When i collected my sample i did it in the most random way that was physically possible in the time available. I think that the technique used was generally good. I recorded the number of pages by flicking to the back of the book and seeing what the last page number was. To record the number of lines and number of words on any one line i randomly selected a page and simply counted the number of each, but this may not have been consistent throughout the whole book. Therefore slight inaccuracies may have been caused by this technique of random sampling, but considering the time allowance and limited acces to resources i think that the technique used is valid. I would no way try to improve the investiagtion by increasing the sample size because i feel that a size of 50 is sufficent. 20 would be far too small and 200 would be impracticle.i have worked out on separate sheets what the sample size would need to be for 99% and 95% confidence intevals for both samples. I have found out that for a 99% confidence interval of the adults book is 50 words and for a 95% only 46 samples are needed therefore my sample size was sufficient for the confidence needed to deduce accurate conclusions.
Would the length of words between an adult and children's book be a good indication on authorship? Maybe if i were to extend my statistical investigation i would investigate whether there is a stronger relationship between the number of words in a sentence of an adult book and a children's book. I would expect to find that the adult book will have a larger mean sentence length than the children's considering the attention span of children and the consistant use of pictures in a children's book.

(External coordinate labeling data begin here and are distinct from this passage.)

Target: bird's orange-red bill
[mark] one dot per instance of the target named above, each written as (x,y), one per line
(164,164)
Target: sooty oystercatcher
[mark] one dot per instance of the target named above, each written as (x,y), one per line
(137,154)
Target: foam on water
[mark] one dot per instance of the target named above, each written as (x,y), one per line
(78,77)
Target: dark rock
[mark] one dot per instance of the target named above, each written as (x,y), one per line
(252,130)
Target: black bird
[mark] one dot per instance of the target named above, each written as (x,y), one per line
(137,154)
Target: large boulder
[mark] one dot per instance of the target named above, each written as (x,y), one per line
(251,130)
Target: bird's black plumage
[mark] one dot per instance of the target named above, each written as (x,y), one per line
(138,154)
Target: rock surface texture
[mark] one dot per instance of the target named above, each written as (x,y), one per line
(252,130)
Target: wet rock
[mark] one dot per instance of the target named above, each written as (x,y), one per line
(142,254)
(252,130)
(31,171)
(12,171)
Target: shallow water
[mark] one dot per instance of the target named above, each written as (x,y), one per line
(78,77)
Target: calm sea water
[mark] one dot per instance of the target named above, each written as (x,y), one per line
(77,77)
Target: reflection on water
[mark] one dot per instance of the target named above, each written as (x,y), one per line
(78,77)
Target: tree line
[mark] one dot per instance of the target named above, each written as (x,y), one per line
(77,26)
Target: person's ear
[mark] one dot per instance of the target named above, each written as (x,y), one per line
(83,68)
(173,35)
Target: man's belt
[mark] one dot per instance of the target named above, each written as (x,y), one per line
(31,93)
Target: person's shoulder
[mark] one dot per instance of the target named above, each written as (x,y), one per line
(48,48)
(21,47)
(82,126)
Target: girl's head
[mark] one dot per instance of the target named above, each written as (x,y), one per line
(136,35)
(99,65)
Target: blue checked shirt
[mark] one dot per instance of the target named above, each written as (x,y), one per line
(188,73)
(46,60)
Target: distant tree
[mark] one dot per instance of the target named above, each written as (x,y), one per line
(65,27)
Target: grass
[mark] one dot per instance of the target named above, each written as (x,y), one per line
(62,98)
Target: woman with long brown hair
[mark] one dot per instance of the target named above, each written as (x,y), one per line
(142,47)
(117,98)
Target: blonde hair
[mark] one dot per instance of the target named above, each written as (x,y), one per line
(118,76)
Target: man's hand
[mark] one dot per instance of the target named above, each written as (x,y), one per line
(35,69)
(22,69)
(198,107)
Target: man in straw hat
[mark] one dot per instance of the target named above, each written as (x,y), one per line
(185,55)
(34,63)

Another way of extending this investigation to see whether it is possible to gain information about authorship of a text using statistical measures. I would investigate whether there are more columns within a story form a broadsheeet newspaper (the independent) and a telegraph (The sun). This is because it is proven that a more intellegent more mature reader tends to read the broadsheet oppsed to the telegraph and as the audiences are different maybe the length of stories/(number of columns) are different.
There has been research carried out that shows J.K Rowling the author of the collection of books called “Harry Potter”, has sold the millions of the great copies of her books. As extra work i could investigate why this is. I could compare the word lengths maybe with a not so succesfull author maybe S.B Chapman who infamously wrote “Fog”. I could see if it is possible to gain information about authorship of a text using statistical measures. Maybe J.K Rowling's books have more words on a sentence than that of the less famous author.